“Time and time again we have heard this year that you should never let a crisis go to waste." Famous words immortalised by Machiavelli and Winston Churchill... and by many people after them. These words reflect the need for rapid answers, that the crisis is an opportunity to do things you think you could not do before and that the solution may well be found outside the usual compass.
The RCPCH National Diabetes Quality Programme (NDQP), established in 2018, aims to improve care, outcomes and quality of life for children and young people with diabetes and their families. Considering the UK has the world’s 5th highest rate of Type 1 diabetes in children aged up to 14, everyone involved in the Programme was keen to continue supporting paediatric diabetes units during the COVID-19 outbreak.
The NDQP can be defined by three main activities in which paediatric diabetes service take part in: peer reviews; an annual self-assessment to track and report on progress and identify common areas for improvement; and a Quality Improvement (QI) Collaborative offering multidisciplinary teams the support and tools to identify, design and analyse their own interventions specific to the needs of the patients and families they care for.
Following the national lockdown, formal QI training and peer reviews were postponed for a few months while the pandemic implications were better understood. This gave paediatric diabetes services the time and space to adapt and deal with it. We also needed time to adapt and innovate our approach!
[Participants] cited that virtual reviews have run smoothly, clinicians have felt carefully listened to...

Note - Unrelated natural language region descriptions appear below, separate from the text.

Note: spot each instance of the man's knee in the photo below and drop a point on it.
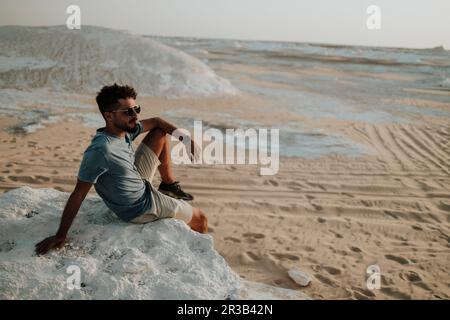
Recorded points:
(155, 140)
(199, 221)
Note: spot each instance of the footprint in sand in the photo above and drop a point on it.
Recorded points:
(7, 246)
(362, 294)
(325, 280)
(332, 270)
(397, 259)
(395, 293)
(284, 256)
(317, 207)
(254, 235)
(272, 182)
(336, 234)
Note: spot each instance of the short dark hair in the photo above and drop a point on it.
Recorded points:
(108, 97)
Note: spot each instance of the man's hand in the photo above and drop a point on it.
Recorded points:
(195, 151)
(48, 244)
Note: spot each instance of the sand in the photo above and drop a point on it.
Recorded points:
(330, 217)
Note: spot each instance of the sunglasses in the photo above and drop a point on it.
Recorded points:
(130, 111)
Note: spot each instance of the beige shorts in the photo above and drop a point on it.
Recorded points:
(163, 206)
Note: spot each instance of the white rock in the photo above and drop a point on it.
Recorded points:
(299, 277)
(117, 260)
(84, 60)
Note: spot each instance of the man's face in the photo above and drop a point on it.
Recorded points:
(120, 117)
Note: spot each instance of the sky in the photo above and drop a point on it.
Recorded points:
(404, 23)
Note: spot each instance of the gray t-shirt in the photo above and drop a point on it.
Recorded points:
(108, 163)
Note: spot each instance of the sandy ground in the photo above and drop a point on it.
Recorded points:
(330, 217)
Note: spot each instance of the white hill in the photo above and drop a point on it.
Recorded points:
(82, 61)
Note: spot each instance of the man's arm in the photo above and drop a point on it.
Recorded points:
(152, 123)
(70, 211)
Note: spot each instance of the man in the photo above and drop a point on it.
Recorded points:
(122, 177)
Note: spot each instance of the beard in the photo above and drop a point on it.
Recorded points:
(127, 127)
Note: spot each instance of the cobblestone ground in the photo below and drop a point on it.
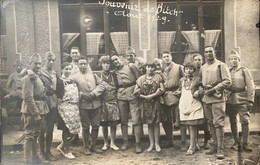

As a result, the programme has been delivered virtually since June, and will continue to be until at least the end of 2020. This has certainly provided added challenges including IT connectivity issues, less familiarity with a virtual approach, time needed to set up and coordinate all online activities and a natural preference for face-to-face interaction. However, having had nine virtual peer reviews so far, we have received very positive feedback from paediatric diabetes services, senior management teams and peer reviewers. They've cited that reviews have run smoothly, clinicians have felt carefully listened to and that participating in peer reviews remotely has been much easier in terms of travelling, spending time away from home and childcare.
Formal virtual QI training will commence this September, with innovative activities to keep paediatric diabetes services inspired and focused. The NDQP now has its own YouTube playlist with short instructional QI refreshers perfect for services’ QI journeys. We have also developed a series of podcasts in which we host open, honest, and motivating discussions on all aspects of QI in children and young people's (CYP) diabetes services. Finally, live webinars are also being hosted on relevant topics with knowledgeable experts from CYP diabetes services. These have also received positive feedback, giving services the confidence to try new things during this period in the hope they will change practice for the better.
Virtual activities would not have been possible without the collaboration of trailblazer services that have agreed to take part on these activities, and the support of the CYP Diabetes Network encouraging participation.
Most importantly, the ethos and aims of the NDQP remain the same albeit with a few logistical changes. Hopefully, outcomes will show that we did not let this crisis go to waste.